Her entrepreneurial journey has been supported in part by Michigan’s startup ecosystem. Programs including Ann Arbor SPARK’s Entrepreneur Boot Camp, Biotech Innovation, and FastTrack programs helped her refine Denovo’s strategy and connect with leaders in health innovation. One introduction through SPARK led to a medtech event that ultimately opened the door to the Conquer Accelerator Program through Henry Ford Health Innovations and MSU Research Foundation.

Her advice: "Patience. You'll never regret taking the leap, but go in with your eyes open. It often takes three to five years to gain real traction. Have a financial bridge, but be intentional with your time — that bridge can easily become a distraction."

Looking ahead, Jessica sees healthcare shifting from reactive treatment to proactive optimization. "The future of health isn't just about managing disease. It's about understanding the biological systems that create health in the first place," she says. "We're only beginning to see what's possible when health technology is designed to support the whole human system."

 

The Common Thread

What unites these founders isn't industry or background. It's refusing to accept broken systems and having the discipline to build something better.

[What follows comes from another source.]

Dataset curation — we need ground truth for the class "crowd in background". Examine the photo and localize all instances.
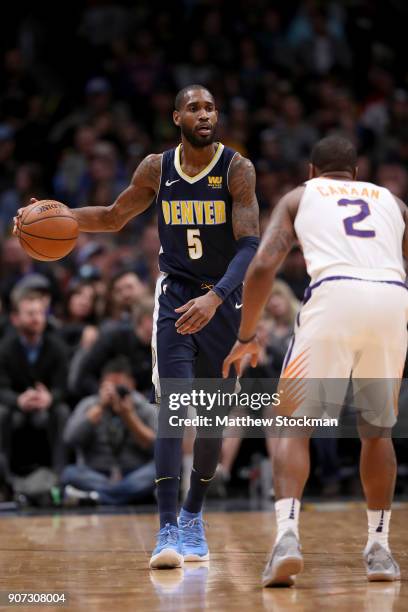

But discipline alone doesn't get you there. You need structure when you're pressure-testing assumptions. You need connections when you hit a wall. You need people who've done it before to tell you what actually matters.

That's where Ann Arbor SPARK shows up. Since 2006, SPARK has graduated 68+ startups and hosted hundreds of events annually. Not through platitudes, through tactical support, strategic introductions, and a community that understands the long game.

These four women built companies, raised funding, and are solving real problems. That doesn't happen by accident.